Le 22 juin, les salariés du Journal du dimanche (JDD) ont entamé une grève contre la nomination à la tête de la rédaction de Geoffroy Lejeune, ancien directeur de rédaction de Valeurs actuelles (pendant 7 ans) et grand promoteur d’Éric Zemmour. Symptôme supplémentaire de la mainmise de Vincent Bolloré sur le groupe Lagardère et de la prédation de l’extrême droite sur le paysage médiatique, cette situation n’a toutefois rien de surprenant compte tenu 1/ de la complaisance de l’Arcom et des pouvoirs publics à l’égard notamment d’un autre de ses médias, CNews, dont la diffusion dépend de l’attribution d’une fréquence publique ; 2/ de l’impunité avec laquelle des industriels capitalistes sont autorisés à accaparer et contrôler les moyens d’information du pays et 3/ de l’absence de pouvoir effectif dont disposent les rédactions vis-à-vis de la composition de leurs hiérarchies – comme de leurs orientations éditoriales –, soumises au bon vouloir des actionnaires.
Dans un tel contexte, disons-le sans ambages : toute lutte visant à enrayer l’accession d’un personnel d’extrême droite à des postes de direction et à opposer un contre-pouvoir à l’omnipotence de Vincent Bolloré sur la presse est bonne à prendre.

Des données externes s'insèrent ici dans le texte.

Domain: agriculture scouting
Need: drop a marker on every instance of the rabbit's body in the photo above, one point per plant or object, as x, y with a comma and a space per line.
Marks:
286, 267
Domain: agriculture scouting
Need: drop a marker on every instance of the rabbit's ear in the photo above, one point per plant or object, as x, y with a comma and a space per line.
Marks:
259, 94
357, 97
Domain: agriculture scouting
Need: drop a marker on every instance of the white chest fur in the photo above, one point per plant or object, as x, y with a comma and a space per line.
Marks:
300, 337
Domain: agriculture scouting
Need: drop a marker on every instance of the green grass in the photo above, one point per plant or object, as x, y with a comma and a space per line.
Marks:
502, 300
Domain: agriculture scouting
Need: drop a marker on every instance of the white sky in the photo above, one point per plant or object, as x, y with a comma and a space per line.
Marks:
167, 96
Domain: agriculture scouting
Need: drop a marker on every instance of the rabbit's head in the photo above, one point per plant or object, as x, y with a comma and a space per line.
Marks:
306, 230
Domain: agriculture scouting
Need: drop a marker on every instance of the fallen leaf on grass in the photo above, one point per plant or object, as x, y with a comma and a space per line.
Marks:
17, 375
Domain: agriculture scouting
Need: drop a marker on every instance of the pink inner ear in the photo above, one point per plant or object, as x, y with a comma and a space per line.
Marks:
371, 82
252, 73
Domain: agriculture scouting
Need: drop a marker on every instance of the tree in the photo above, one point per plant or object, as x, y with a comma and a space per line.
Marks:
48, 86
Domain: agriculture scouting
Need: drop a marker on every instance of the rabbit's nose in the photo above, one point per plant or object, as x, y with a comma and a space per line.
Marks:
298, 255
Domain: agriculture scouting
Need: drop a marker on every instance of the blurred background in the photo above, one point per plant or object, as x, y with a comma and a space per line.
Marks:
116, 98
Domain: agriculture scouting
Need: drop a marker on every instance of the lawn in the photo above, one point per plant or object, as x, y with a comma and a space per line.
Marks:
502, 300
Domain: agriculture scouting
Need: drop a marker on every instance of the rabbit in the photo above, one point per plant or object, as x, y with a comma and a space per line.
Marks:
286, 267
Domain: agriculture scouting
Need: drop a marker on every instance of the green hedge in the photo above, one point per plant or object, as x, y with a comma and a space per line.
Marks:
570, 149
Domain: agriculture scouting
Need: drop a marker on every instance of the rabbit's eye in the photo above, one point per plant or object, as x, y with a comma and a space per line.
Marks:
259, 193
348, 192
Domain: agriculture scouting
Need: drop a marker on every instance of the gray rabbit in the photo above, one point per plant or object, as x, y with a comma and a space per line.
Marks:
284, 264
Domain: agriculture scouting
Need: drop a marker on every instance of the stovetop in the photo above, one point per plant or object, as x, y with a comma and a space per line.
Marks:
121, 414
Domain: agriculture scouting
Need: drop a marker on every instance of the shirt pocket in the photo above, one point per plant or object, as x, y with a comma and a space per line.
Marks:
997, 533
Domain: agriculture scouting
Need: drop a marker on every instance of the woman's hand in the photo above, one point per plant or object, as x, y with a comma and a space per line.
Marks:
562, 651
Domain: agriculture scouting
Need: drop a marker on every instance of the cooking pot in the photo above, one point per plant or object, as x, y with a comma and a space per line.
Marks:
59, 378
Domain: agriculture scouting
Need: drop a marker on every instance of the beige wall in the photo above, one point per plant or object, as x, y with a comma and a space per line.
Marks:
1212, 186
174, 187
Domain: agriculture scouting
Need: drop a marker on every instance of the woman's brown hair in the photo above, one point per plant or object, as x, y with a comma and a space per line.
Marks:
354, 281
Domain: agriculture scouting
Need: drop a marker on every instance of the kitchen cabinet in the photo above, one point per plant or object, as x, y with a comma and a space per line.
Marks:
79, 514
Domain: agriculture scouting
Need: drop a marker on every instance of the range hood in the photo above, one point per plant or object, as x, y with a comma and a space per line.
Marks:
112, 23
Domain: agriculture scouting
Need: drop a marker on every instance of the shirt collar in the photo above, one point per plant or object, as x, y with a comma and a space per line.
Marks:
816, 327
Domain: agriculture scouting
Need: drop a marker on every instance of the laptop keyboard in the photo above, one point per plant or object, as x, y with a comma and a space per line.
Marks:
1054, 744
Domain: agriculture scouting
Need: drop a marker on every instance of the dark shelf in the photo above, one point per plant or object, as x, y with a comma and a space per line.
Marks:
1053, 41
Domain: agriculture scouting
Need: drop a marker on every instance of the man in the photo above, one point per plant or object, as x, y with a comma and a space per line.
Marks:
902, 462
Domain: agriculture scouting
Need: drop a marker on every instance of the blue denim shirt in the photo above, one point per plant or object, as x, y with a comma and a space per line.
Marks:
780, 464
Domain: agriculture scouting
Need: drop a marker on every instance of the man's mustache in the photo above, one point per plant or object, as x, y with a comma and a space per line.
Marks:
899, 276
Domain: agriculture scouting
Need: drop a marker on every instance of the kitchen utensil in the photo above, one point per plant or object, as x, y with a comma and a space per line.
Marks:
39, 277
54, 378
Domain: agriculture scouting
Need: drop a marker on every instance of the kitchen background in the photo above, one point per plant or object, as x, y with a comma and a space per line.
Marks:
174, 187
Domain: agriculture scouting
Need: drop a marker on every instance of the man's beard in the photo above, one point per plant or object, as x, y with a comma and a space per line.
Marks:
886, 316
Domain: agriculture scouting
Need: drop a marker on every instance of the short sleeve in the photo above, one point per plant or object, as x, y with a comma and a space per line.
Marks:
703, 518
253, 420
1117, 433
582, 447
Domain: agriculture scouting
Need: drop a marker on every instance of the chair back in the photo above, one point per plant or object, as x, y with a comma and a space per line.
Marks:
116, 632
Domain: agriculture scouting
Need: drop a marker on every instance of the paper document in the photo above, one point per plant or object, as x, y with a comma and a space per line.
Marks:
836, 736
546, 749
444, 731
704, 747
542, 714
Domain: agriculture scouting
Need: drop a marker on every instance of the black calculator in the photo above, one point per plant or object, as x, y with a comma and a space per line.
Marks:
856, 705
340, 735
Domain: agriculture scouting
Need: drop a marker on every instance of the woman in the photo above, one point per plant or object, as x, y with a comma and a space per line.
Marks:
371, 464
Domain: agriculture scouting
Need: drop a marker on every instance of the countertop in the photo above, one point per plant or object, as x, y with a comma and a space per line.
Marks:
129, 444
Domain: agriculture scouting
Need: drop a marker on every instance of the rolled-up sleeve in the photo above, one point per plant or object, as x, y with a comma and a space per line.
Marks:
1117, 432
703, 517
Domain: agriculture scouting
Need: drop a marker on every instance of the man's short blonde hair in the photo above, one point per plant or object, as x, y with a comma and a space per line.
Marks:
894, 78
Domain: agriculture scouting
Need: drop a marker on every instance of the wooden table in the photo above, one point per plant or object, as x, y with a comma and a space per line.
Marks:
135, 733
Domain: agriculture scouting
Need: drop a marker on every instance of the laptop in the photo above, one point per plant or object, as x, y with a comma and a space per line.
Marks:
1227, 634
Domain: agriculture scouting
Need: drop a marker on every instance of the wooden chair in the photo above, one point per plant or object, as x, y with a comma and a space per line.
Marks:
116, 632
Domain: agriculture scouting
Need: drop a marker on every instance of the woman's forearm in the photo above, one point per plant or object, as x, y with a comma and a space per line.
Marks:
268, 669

En effet, chaque once de terrain médiatique gagnée par ce dernier se transforme en canal (et en business) de la haine – où se conjuguent ligne éditoriale d’extrême droite, management ultra-autoritaire et restrictions budgétaires –, servant régulièrement de caisse de résonance aux campagnes et coups de forces menés par divers groupuscules, élus et politiciens d’extrême droite – quand ils n’y participent pas directement. Victorieuse, cette grève pourrait freiner temporairement l’emprise de l’extrême droite sur les médias. Mais elle sera loin d’être suffisante pour enrayer... la normalisation médiatique de l’extrême droite.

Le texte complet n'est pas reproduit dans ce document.